Richard Emery, a McNamee lawyer, said after the hearing that some members - he named Republicans Reps. Dan Burton of Indiana, Darrell Issa of California and Virginia Foxx of North Carolina - had seemed to be swayed by pre-hearing visits that Clemens had made to meet lawmakers and argue his case.
"God knows whose water they were carrying, but it's pretty clear the lobbying effort worked. Brian knows he told the truth here. He can stand tall," Emery said.
Elements of the day seemed surreal, as when Clemens emerged from the hearing and was handed a baseball to autograph by a fan waiting in the Rayburn House Office Building corridor. He signed it.
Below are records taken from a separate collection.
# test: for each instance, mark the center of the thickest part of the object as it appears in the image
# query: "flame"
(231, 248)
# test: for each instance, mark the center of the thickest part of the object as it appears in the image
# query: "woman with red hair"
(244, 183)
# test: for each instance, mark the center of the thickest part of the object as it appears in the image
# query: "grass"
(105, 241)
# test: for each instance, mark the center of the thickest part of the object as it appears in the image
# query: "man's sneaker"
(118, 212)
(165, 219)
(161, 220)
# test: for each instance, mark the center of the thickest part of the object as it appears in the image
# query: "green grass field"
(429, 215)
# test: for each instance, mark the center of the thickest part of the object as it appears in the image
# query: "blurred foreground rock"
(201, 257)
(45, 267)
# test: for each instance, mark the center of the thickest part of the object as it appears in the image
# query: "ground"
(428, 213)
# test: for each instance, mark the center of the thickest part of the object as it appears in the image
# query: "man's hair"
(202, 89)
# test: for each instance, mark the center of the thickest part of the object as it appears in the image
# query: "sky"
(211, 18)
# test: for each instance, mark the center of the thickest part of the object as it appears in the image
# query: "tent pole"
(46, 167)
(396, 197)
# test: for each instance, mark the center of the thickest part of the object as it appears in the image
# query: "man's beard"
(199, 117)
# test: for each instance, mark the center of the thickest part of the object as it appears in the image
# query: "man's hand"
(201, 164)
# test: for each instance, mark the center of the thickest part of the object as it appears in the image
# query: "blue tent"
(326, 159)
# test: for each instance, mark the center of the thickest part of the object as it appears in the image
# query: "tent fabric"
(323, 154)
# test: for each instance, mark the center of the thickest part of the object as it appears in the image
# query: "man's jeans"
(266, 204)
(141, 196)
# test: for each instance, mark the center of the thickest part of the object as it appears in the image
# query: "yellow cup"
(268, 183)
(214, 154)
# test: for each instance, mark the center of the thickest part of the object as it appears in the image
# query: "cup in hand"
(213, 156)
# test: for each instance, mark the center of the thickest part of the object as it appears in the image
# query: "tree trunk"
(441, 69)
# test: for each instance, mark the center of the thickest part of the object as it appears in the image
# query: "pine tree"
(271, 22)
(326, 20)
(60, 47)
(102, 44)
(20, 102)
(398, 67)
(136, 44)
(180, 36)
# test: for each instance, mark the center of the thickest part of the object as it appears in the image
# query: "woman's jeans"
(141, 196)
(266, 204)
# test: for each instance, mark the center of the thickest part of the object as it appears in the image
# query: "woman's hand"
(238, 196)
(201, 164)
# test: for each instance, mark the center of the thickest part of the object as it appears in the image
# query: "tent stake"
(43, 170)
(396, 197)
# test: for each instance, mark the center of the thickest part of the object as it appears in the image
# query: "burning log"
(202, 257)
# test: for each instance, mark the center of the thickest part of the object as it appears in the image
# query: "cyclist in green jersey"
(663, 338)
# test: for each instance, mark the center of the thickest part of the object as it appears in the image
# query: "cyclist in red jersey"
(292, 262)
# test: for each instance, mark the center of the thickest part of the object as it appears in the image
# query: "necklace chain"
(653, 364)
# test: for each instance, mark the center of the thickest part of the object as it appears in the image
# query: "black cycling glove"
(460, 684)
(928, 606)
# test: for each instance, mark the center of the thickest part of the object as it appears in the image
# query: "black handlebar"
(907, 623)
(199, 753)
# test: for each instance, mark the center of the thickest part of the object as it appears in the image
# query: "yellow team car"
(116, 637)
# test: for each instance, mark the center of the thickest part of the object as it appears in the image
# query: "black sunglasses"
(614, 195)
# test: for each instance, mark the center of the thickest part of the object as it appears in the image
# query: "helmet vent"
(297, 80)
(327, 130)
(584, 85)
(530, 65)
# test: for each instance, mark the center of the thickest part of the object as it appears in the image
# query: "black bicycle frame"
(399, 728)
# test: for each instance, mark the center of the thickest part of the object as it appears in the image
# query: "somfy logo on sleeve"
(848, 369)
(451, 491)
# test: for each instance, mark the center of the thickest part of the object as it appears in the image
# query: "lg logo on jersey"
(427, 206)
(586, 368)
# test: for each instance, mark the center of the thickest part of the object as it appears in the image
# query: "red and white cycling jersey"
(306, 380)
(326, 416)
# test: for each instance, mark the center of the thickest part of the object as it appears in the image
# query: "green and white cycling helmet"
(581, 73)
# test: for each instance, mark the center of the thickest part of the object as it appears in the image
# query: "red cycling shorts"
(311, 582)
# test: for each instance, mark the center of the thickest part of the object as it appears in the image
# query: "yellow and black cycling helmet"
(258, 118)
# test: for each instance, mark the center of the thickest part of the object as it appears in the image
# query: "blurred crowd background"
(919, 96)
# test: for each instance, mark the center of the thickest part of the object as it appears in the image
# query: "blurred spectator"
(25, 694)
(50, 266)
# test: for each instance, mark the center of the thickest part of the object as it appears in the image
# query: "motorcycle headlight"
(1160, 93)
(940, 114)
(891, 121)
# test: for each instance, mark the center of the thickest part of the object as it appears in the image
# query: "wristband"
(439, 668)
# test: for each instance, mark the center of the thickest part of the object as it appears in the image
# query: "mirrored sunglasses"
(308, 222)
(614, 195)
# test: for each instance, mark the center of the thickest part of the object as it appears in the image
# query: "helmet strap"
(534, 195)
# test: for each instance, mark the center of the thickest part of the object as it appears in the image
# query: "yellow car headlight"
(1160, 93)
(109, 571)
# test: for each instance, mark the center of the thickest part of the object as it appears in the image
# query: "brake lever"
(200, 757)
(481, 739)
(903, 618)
Foxx and other members wondered why Congress was devoting so much time to baseball. "This circus could only impress P.T. Barnum," said a statement by Rep. Patrick T. McHenry, a North Carolina Republican.
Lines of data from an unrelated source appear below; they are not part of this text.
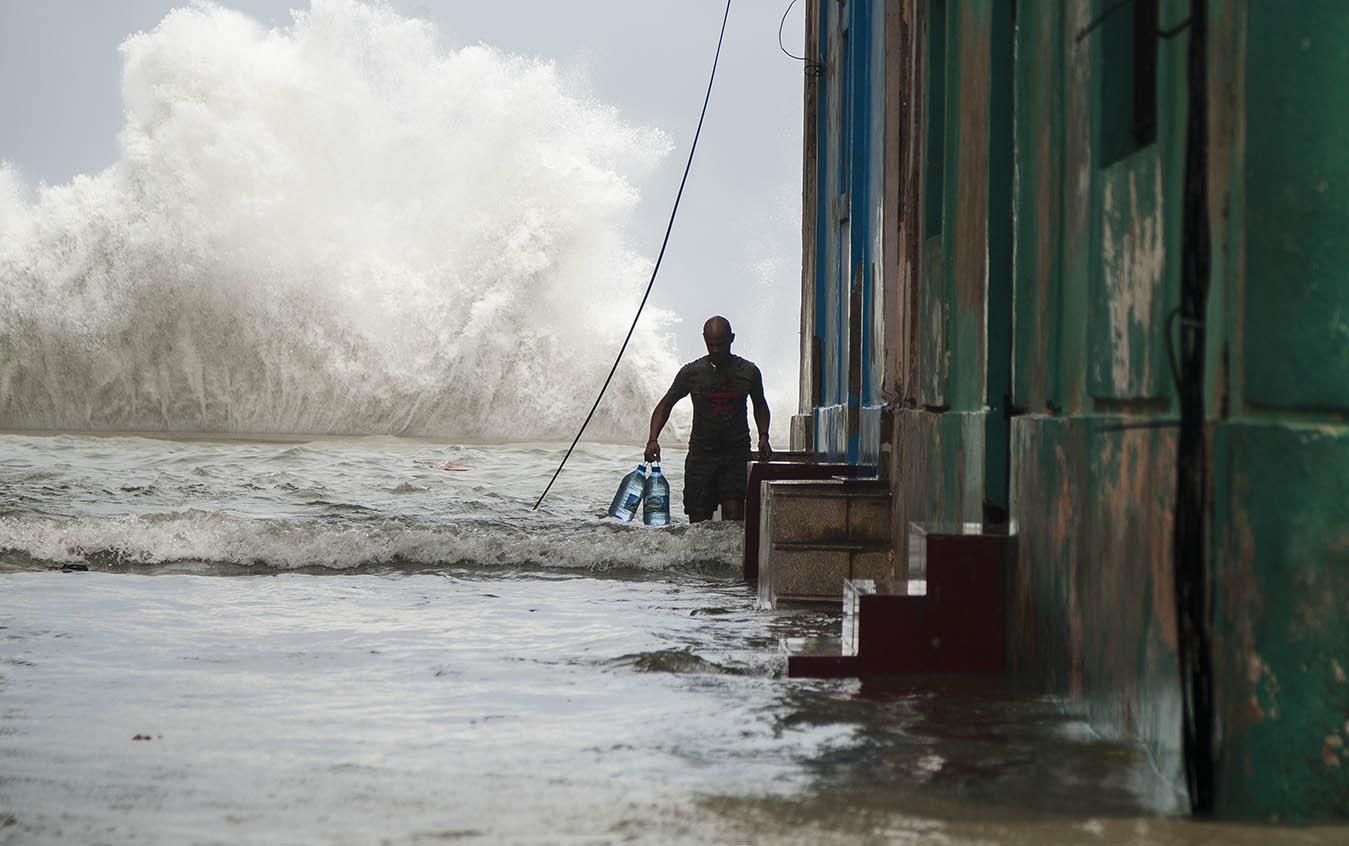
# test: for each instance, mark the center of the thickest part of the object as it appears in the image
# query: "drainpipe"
(1191, 524)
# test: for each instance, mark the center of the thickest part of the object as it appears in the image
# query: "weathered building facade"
(1060, 273)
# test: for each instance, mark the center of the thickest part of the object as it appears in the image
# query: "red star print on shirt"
(723, 400)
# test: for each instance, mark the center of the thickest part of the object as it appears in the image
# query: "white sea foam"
(333, 227)
(198, 541)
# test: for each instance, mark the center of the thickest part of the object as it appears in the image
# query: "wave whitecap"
(337, 227)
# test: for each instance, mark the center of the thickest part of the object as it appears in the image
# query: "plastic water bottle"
(629, 495)
(657, 509)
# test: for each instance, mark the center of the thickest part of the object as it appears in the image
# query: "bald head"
(718, 336)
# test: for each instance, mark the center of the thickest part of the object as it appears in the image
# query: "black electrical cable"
(661, 255)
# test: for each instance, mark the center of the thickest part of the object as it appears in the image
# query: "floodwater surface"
(337, 641)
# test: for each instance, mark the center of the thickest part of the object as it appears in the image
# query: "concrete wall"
(1029, 270)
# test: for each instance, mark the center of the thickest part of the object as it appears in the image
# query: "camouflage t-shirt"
(719, 393)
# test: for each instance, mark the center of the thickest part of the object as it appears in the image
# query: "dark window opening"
(1128, 80)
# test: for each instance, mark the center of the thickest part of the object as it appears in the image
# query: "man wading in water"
(719, 447)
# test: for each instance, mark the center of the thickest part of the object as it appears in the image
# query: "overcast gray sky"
(735, 247)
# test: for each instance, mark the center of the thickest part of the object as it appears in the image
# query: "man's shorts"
(712, 478)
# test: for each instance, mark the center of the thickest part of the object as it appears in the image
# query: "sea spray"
(333, 227)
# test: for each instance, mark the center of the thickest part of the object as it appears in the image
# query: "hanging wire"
(799, 58)
(661, 255)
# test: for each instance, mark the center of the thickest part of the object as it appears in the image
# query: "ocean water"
(339, 641)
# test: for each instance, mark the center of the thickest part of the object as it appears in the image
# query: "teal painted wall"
(1279, 397)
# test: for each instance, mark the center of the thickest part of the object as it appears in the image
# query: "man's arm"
(660, 414)
(761, 420)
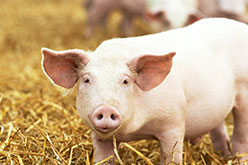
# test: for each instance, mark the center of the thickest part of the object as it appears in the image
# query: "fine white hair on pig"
(170, 86)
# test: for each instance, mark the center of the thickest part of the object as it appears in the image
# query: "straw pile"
(37, 124)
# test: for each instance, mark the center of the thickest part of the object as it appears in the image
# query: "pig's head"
(107, 87)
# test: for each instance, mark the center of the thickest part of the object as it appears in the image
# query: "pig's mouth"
(106, 119)
(105, 130)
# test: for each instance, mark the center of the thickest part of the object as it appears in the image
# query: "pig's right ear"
(61, 67)
(151, 70)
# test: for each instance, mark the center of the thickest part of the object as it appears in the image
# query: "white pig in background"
(168, 86)
(171, 13)
(234, 9)
(178, 13)
(99, 10)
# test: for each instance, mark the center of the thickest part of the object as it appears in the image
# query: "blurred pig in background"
(233, 9)
(178, 13)
(162, 15)
(99, 10)
(170, 13)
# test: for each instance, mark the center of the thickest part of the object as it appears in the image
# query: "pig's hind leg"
(220, 139)
(240, 117)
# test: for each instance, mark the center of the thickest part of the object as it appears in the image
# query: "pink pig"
(98, 11)
(234, 9)
(168, 86)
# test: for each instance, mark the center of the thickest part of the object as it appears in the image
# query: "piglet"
(168, 86)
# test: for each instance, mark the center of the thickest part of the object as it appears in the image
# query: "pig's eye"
(125, 82)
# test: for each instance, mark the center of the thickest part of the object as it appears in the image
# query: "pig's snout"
(106, 118)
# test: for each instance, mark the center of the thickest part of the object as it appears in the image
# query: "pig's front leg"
(103, 148)
(171, 145)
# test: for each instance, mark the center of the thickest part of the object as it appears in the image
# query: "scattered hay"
(37, 124)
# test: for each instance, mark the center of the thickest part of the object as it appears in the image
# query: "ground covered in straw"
(38, 125)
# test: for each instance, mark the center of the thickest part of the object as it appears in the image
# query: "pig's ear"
(61, 67)
(151, 70)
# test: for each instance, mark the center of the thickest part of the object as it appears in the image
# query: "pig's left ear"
(151, 70)
(61, 67)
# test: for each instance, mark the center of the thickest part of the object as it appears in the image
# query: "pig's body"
(209, 76)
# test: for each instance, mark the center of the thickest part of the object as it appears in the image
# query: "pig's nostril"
(112, 117)
(100, 116)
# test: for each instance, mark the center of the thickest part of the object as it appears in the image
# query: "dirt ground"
(38, 125)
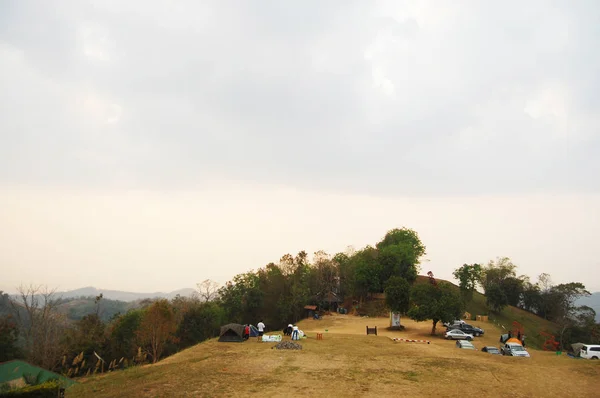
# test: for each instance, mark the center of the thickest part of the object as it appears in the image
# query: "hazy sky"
(148, 145)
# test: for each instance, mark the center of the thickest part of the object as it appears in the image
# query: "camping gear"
(514, 340)
(253, 331)
(272, 338)
(232, 333)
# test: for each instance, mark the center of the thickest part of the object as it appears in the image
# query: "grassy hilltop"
(348, 363)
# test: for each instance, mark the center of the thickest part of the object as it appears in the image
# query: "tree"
(399, 255)
(123, 334)
(199, 323)
(157, 328)
(9, 337)
(397, 294)
(208, 290)
(41, 324)
(565, 311)
(497, 271)
(496, 298)
(367, 271)
(469, 275)
(327, 276)
(435, 303)
(513, 290)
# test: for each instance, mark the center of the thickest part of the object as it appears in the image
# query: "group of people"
(260, 326)
(290, 330)
(293, 331)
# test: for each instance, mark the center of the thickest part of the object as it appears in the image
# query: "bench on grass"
(372, 330)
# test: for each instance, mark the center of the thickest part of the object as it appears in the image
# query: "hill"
(592, 301)
(122, 295)
(532, 324)
(350, 364)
But Waxman said the committee held the hearing "to close the chapter on looking at baseball's past."
Waxman seemed skeptical of Clemens' repeated denials. He said Clemens had made conflicting statements about why he didn't cooperate with investigators for former Sen. George J. Mitchell, who released a report in December on steroids in baseball.
The committee also provided a doctor's statement that a soreness Clemens had once complained of on his buttocks could have been caused by steroids injections.
Said Waxman: "Someone isn't telling the truth. If Mr. McNamee is lying, then he has acted inexcusably and made Mr. Clemens an innocent victim. If Mr. Clemens isn't telling the truth, then he has acted shamefully and unconscionably smeared Mr. McNamee.
"I don't think there's anything in between."